The leader of a violent international gambling, drug-dealing and money-laundering ring and three of his lieutenants pleaded guilty in San Diego Tuesday to conspiring to operate an illegal enterprise in violation of the federal Racketeer Influenced and Corrupt Organization statute.
In a plea agreement, Owen Hanson, 34, a former USC football player, admitted to trafficking in hundreds of kilograms of cocaine, heroin, methamphetamine, ecstasy, anabolic steroids and human-growth hormone while heading ODOG Enterprise from 2012 to 2016.
The operation’s drug business routinely distributed controlled substances — including performance-enhancing drugs peddled to numerous professional athletes — at wholesale and retail levels, according to prosecutors.
ODOG Enterprise also operated a vast illegal gambling operation focused on high-stakes wagers placed on sporting events, court papers state.
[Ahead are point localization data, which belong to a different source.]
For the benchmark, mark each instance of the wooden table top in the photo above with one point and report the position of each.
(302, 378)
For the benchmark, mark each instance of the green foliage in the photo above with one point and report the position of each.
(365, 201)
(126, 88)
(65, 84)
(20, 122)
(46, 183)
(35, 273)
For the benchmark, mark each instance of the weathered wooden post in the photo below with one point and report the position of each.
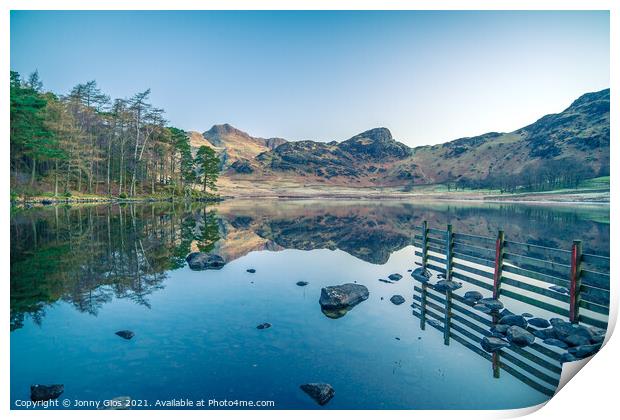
(423, 307)
(575, 281)
(499, 260)
(449, 246)
(446, 320)
(424, 244)
(496, 364)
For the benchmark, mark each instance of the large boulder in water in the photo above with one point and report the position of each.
(204, 261)
(45, 392)
(321, 393)
(343, 296)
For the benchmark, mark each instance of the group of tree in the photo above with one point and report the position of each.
(85, 142)
(545, 175)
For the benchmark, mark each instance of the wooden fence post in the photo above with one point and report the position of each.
(423, 307)
(449, 245)
(424, 244)
(499, 260)
(575, 281)
(447, 316)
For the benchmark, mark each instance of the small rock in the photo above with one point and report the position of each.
(542, 334)
(588, 350)
(519, 336)
(567, 357)
(46, 392)
(445, 285)
(343, 296)
(576, 340)
(555, 342)
(493, 304)
(473, 296)
(492, 344)
(397, 299)
(539, 322)
(204, 261)
(500, 328)
(483, 308)
(126, 334)
(505, 312)
(517, 320)
(559, 289)
(321, 393)
(421, 274)
(434, 323)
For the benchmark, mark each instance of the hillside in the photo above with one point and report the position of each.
(575, 139)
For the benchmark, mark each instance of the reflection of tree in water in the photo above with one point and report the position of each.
(208, 231)
(90, 255)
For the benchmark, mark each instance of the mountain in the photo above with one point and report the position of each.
(236, 147)
(574, 139)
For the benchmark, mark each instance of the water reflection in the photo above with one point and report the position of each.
(88, 256)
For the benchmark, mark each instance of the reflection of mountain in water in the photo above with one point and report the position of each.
(88, 256)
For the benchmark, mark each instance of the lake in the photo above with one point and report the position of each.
(81, 273)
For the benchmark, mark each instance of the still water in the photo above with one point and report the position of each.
(79, 274)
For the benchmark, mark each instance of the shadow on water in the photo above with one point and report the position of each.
(89, 255)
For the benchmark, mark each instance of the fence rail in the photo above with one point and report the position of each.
(568, 283)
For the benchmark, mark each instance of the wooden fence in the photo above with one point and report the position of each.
(524, 272)
(537, 366)
(518, 271)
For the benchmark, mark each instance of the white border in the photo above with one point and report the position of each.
(592, 394)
The ring used threats and violence against its gambling and drug customers to force compliance.
Also pleading guilty in the case Tuesday were co-defendants Giovanni “Tank” Brandolino, 42, Marlyn Villarreal, 32, and Jeff Bellandi, 50.
In one instance outlined in court papers, a person who owed ODOG Enterprise more than $2 million received a DVD showing a beheading and a photo of a family member’s desecrated gravestone in an effort to collect the alleged debt.
Brandolino, the second-highest ranking member of the illicit operation, pleaded guilty to conspiracy to violate RICO and conspiracy to commit money laundering, admitting that he assisted Hanson with the importation and distribution of hundreds of kilograms of cocaine and heroin.
Brandolino further admitted to establishing a drug distribution network in New Jersey and New York. Villarreal and Bellandi also pleaded guilty to conspiracy to commit money laundering.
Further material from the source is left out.